In summary, the motor of the invention disposes permanent magnet or yoke close to the air bearing structure, or changes the winding numbers of coils of the stator to change the magnetic field. Thus, the air gap is non-uniform while the air bearing structure rotates so as to reduce the vibration. Compared with the prior art, the invention utilizes the magnetic body to change the distribution of the magnetic field in the motor for stabilizing the shaft. In other words, it is unnecessary to process the shaft to form the conventional grooves.

Although the invention has been described with reference to specific embodiments, this description is not meant to be construed in a limiting sense. Various modifications of the disclosed embodiments, as well as alternative embodiments, will be apparent to persons skilled in the art. It is, therefore, contemplated that the appended claims will cover all modifications that fall within the true scope of the invention.

Claims

1. A motor comprising:

a shaft;

a stator having a plurality of coils;

a rotor disposed between the shaft and the stator so that an air gap is formed between the rotor and the shaft; and

a magnetic body disposed at the periphery of the stator.

2. The motor according to claim 1, wherein the magnetic body is disposed on any one of the coils.

3. The motor according to claim 2, wherein the magnetic body is a permanent magnet, a magnetite or a magnetic yoke.

4. The motor according to claim 2, wherein the magnetic body is a soft magnet.

5. The motor according to claim 4, wherein the soft magnet is made of iron, cobalt, nickel or alloys thereof.

6. The motor according to claim 2, wherein the magnetic body is a silicon steel sheet.

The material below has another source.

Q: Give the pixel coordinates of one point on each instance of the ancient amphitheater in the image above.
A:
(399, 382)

7. The motor according to claim 1, wherein the magnetic body is an extra coil provided on any one of the coils.

8. The motor according to claim 7, wherein the extra coil is applied with a current to generate a magnetic force.

9. The motor according to claim 1, wherein the magnetic body is embedded on an inner surface of the stator.

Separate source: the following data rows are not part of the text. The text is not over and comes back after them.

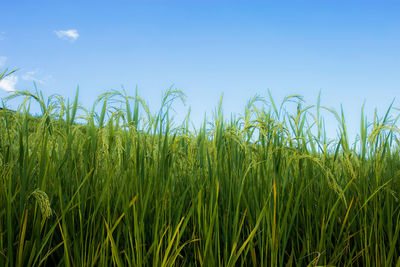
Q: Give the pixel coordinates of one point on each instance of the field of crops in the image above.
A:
(122, 186)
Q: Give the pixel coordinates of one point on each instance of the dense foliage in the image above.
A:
(127, 187)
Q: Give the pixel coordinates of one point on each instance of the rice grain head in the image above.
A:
(43, 201)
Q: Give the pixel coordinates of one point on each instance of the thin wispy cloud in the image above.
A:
(33, 76)
(70, 35)
(8, 83)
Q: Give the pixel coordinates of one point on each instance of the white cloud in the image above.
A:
(32, 76)
(8, 83)
(2, 61)
(70, 35)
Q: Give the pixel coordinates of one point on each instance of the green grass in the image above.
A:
(130, 188)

10. The motor according to claim 9, wherein the magnetic body is a magnet, a magnetite or a magnetic yoke.

11. A motor comprising:

a shaft;

a stator having a plurality of coils, wherein at least one of the coils has a winding number different from that of the other coils; and

a rotor disposed between the shaft and the stator so that an air gap is formed between the rotor and the shaft.

12. The motor according to claim 11, wherein the two adjacent coils have the winding numbers different from each other.

13. The motor according to claim 11, wherein two of the coils have the winding numbers different from each other, and are separated by one of the other coils.

14. The motor according to claim 11, wherein the adjacent three of the coils have the winding numbers different from others.

15. A motor comprising:

a shaft;

a stator having a plurality of coils;

a rotor disposed between the shaft and the stator so that an air gap is formed between the rotor and the shaft; and

an iron ring disposed around the rotor or between the stator and the rotor, and having at least one opening.

16. The motor according to claim 15, wherein the opening is located at an end or a center of the iron ring.

17. The motor according to claim 15, wherein the iron ring is a yoke.

18. The motor according to claim 15, wherein the rotor has an extending portion extended away from the shaft, and a permanent magnet corresponding to the coils.